Thursday, April 14, 2011

A Question & An Update

First, the question..My friend C, who's son died just 10 days ago, after only 25 days of life, seems to not be grieving. I know, everyone grieves differently, but she seems to not be doing it at all. I know that he had congenital heart defects, and only had a 50/50 chance of survival after surgery, but still. This was her child, that she carried for 38 weeks, her son. Doesn't one grieve regardless of how hard of a start at life? Lulu was born not breathing, and was resuscitated in the OR, she stopped breathing once in my arms in the NICU, had the worst happened, devastation would not even begin to described how I would feel. How I would still be feeling. How I think any parent feels when loosing a child, no matter what the age. So the question is, do I ask her, how she is doing? Does it matter in the grand scheme of things if she is grieving? Is there a way to ask this question? Or do I just go about my business, continue telling her I'm glad it seems like she is doing so well, and that if she needs anything to just call me? I'm just at a loss. I don't know what to do.

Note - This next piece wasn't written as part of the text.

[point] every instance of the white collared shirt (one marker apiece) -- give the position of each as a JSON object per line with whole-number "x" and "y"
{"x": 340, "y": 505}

A short & sweet update..In bullets, of course..
  • Miss E will be 11 weeks old tomorrow..Uh, where has the time gone? This means she is almost 3 months old, time is not supposed to be flying like this. She is getting so big so fast, I just can't believe her EDD was just over a month ago, that technically she's only 6 weeks old. That I have to go back to work soon. Her time in the NICU is kind of a blur now. Those first 4 weeks, w/E still in the academy, getting the hang of breastfeeding, being up every 90mins-2hrs. I thought it would never get better. It has, in spades. I would do all of it again in a heartbeat..Well maybe skipping the NICU part, but if it meant being the mother to this amazing girl, then I'd do it.
  • My appetite is still wacky...and I don't mind too much. But I seem to be waaay overeating when I do eat my one meal a day, and mostly, it's crap. But I have started cooking again because I don't want to gain my weight back. I'd like to stay this low to be at a healthy weight for the next pregnancy. I really don't want to have to go back on the met.formin, the side effects of that were awful. 
  • The PPD seems to (finally) be abating. I still had my sad/anxious moments, but nothing like what it was. Pro.zac is fantastic. Oh, and did I mention I had bronchitis last week? Well I did, I still have a really bad lingering cough, in fact, I'm gonna call my PCP tomorrow to see what to do about it. But anyway, she started me on Topa.max for my migraines and it seems to be helpings. I was having one a day for a week. I'm supposed to up my dose next week. I take them at night, because one of the side effects is nausea, and I don't do barfing, as you well know. I've also started taking folic acid again and glucosamine chondrontine (for my bad knees). Can't hurt. I guess I'm also supposed to continue taking my prenatal vitamin? But since we aren't "actively" trying..and I'm obviously not ovulating, I don't think it's necessary. As soon as there is activity in my uterus again, I'll start them right up.
  • Miss E seems to be hitting her milestones. She's holding her head up almost by herself, she absolutely hates tummy time (mostly because it makes her barf) so she usually does it laying on me, she loves to sit up supported by the Boppy her being held under her arms on my lap, she smiles all the time at her daddy, and she smirks at me, we haven't heard her laugh yet, she "talks" constantly, she is feisty, she moved up to 5oz of formula/cereal tonight, she is gaining weight and growing out of her clothes. I'll post pics soon.
Okay, thats all for now. She'll be up for her 12am feeding soon. Love you all!!